COP27: A sustainable event?
In flying around 40,000 attendees into a seaside resort in the desert, there was no way that this could be called sustainable. The organizers of the side events and Innovation zone (New York Times, Bloomberg, World Climate Foundation and Climate Action) focused efforts consistently on 5 areas:
- Provision of water fountains (zero plastic bottles)
- Catering with crockery, cutlery, linen serviettes (zero single-use trays, boxes or plastic serving containers)
- Reduced event build through re- & multi- use of LED screens, event furniture, screens & signage
- Use of locally found materials, upcycling of materials to create canopies, signage & lighting, exhibits built with 100% recycled materials
- Charging stations & lighting from solar power
Business Decision-Makers from multiple industries truly collaborating?
The key question for many of our clients who themselves offer solutions for how businesses can become more sustainable, is whether business decision-makers are attending and actively engaging at these events. The crowds alone, whether at security checkpoint, the registration counter, for the keynote room or workshops showed the demand was extremely high for these events. Added to that, there were many from Chief Sustainability Officers to VPs to global leaders speaking on panels, leading workshops or simply talking to others about what they are driving, and the breadth of industries and sectors from which they came, signaled that this has become a flagship “moment” for business.
What does this mean for GPJ and other event agencies moving forward?
In talking to more than 50 attendees from private, public, academia and non-profit organizations onsite, two core themes arose. First, to drive the change to get to net zero in your sector, such in-person events are a necessity to bring different stakeholders – especially decision-makers – together as they enable collaboration. Second, events themselves need to become drivers of change through significantly more sustainable practices & through design of experiences that focus on action-taking outcomes.
Top Take-Aways
- Think LOCAL FIRST & drive sustainable event design & delivery around local possibilities & needs.

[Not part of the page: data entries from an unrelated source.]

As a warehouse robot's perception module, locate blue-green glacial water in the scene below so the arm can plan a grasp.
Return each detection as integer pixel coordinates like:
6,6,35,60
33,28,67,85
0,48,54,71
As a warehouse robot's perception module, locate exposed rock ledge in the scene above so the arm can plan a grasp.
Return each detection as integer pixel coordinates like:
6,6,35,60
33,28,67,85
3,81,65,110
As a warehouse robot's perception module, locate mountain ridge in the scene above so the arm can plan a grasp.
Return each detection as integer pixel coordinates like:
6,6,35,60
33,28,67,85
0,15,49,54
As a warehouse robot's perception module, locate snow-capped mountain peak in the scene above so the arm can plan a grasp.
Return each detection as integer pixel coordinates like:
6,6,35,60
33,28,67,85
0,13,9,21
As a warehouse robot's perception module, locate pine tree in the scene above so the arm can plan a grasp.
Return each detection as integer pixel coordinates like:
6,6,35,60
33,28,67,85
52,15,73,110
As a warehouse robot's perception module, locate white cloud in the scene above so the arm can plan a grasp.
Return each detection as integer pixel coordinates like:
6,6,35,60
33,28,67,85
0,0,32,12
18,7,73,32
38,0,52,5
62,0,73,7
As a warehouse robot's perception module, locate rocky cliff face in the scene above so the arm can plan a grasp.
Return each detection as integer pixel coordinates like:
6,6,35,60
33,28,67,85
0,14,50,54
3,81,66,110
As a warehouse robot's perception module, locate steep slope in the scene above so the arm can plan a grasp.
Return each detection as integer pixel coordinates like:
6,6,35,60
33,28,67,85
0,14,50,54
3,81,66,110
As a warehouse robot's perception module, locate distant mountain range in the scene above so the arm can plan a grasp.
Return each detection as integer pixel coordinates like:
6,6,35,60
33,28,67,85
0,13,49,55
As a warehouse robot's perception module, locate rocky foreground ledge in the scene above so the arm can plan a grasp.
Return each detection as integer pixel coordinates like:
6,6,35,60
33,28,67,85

- Know Your Supply Chain – where original materials sourced & stop “leakage” with zero waste, local & sustainable approaches
- Build proof of concepts – “Motivation for innovation” & showcase it to build trust with other clients.
- Each industry needs pathfinders – companies willing to make a move & bring others along. And events like these help showcase & inspire others to take action.
- Becoming a sustainable business requires radical collaboration across industries & requires executives to realise the value of young people in taking a leading role at the same time.
- Set ESG reporting guidelines & introduce sustainability teams, but also know that the real work requires squads of strategic or stakeholder-led experts PLUS technologist/operational experts to design solutions & remove roadblocks.